Outrage has met the detention of bodies by public and private health institutions over non-payment of medical bills.
It is a situation that presents a moral dilemma because hospitals deserve by all means to be compensated for their services.
Yet, holding corpses as collateral compounds the grief of affected families and shows sheer disrespect to the departed.
Such cases have become increasingly common as terminal illnesses like cancer and other manageable conditions like diabetes and hypertension that lengthen treatment cycles, impoverishing even previously well-to-do-families long before the worst is pronounced.
The disputes between hospitals and relatives of the deceased, however, is an indictment of our health system that has focused on the curative to the detriment of the preventive; putting institutional care above support at home for patients.
Not surprisingly, patients in stable conditions who may just require a decent meal, taking their prescriptions on schedule and the occasional monitoring by a specialist fill up hospital wards; adding to the hospital bill every second.
Home care, a growth industry in more discerning economies, ensures inpatient services are a last resort, hence making treatment affordable.
To get there, policymakers need to review medical training across institutions where home nursing is not emphasised and the preventive, including public health, is downplayed.
Most hospital admissions are now linked to terminal, lifestyle and respiratory diseases which many medics regard as preventable.
This would call for a policy change in favour of responsible living, cleaner environment, especially in urban areas, and regular comprehensive medical tests.
Such diagnosis would see diseases like cancer treated early before they reach debilitating stages.
At community level, more hospices to attend to patients while providing them with social support groups should be established as well as sparing time for communal environment conservation activities.
This would take the input and leadership of public, private and non-profit actors to realise.
Even with these measures, a social safety net should be provided in cases where families overrun their insurance covers.

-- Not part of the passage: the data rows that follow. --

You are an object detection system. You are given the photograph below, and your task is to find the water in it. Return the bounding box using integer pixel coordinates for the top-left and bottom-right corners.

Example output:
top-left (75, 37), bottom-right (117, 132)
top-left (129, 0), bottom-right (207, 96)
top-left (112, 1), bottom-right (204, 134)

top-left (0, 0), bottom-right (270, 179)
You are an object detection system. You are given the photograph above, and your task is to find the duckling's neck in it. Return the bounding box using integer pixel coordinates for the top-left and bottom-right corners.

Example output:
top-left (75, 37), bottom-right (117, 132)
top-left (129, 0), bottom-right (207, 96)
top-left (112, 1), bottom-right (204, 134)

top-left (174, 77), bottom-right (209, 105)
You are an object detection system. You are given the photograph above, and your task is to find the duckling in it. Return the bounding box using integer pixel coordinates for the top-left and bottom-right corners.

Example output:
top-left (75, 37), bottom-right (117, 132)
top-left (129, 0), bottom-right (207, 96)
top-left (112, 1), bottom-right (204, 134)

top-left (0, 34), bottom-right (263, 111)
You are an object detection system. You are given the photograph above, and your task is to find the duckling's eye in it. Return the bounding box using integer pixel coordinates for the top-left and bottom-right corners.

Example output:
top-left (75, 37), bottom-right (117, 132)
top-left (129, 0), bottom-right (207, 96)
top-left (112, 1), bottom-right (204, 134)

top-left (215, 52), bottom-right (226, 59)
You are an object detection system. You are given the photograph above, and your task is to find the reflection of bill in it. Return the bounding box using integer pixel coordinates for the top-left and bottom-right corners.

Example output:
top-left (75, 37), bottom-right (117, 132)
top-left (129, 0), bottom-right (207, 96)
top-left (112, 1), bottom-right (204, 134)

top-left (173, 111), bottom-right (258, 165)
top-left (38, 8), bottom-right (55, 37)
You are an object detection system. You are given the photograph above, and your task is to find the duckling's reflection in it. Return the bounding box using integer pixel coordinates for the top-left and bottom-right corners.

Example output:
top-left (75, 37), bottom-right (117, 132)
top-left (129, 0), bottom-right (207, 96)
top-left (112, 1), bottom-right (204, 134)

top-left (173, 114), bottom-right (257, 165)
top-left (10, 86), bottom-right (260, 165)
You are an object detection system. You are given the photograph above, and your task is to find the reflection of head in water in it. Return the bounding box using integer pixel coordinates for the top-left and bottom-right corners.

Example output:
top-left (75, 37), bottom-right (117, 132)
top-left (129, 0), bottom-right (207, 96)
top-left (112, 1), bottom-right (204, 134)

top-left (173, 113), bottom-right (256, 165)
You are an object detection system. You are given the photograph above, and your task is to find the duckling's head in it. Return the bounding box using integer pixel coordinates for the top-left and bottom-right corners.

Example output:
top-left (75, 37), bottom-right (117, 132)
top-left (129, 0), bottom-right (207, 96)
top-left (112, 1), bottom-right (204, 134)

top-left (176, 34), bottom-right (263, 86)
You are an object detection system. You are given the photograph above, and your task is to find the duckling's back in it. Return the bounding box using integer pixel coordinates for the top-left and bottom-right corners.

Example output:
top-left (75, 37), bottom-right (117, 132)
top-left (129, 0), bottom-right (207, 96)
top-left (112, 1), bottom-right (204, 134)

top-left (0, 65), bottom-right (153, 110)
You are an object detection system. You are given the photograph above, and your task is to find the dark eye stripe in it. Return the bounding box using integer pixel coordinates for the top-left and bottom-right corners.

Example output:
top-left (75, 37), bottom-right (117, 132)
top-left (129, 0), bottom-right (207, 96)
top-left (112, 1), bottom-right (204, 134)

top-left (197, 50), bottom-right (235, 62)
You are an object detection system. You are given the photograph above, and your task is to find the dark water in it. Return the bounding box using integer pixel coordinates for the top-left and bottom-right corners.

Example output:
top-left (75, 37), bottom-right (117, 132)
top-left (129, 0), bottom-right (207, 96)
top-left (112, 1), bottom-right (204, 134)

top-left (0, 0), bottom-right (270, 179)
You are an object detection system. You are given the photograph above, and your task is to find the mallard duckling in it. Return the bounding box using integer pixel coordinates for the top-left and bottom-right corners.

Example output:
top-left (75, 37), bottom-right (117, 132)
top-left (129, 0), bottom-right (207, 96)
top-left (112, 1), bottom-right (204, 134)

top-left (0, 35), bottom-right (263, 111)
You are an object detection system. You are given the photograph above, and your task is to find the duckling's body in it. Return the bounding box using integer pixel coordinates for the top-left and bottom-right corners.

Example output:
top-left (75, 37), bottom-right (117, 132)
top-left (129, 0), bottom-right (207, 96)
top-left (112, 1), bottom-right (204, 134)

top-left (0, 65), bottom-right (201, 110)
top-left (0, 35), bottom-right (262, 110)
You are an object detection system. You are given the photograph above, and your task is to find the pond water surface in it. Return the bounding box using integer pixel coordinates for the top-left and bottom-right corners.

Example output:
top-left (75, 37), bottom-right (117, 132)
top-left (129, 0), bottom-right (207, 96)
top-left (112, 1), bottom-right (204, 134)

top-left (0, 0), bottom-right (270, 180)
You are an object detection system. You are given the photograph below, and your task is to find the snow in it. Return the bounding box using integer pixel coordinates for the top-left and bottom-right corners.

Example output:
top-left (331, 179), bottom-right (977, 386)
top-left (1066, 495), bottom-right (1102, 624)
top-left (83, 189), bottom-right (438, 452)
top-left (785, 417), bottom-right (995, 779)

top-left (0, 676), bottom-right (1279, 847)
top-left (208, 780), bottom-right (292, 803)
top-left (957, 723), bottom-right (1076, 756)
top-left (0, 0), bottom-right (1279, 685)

In public hospitals, politicians write off such debts at their own discretion. More structured ways of waiving bills for deserving cases should be explored.
Such systems can help the government establish a fund, possibly under a better governed NHIF, to help out in desperate cases.

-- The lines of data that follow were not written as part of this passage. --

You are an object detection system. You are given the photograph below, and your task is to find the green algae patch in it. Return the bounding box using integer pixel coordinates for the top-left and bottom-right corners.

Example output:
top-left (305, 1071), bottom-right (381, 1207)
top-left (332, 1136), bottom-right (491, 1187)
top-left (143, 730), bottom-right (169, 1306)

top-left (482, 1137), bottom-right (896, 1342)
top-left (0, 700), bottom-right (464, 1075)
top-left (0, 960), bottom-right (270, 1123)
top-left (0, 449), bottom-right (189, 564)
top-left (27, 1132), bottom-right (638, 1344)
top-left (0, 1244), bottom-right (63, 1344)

Hospitals could also ride on the verifications to cushion themselves from loss when patients die without paying the bills.
By adding a minimal premium, they can easily negotiate secondary covers with insurers. At the household level, awareness on the need for top-up insurance for medical covers should be conducted by service providers.
Such measures would in concert obviate the need for out-of-pocket payments when urgent, huge medical expenses strike.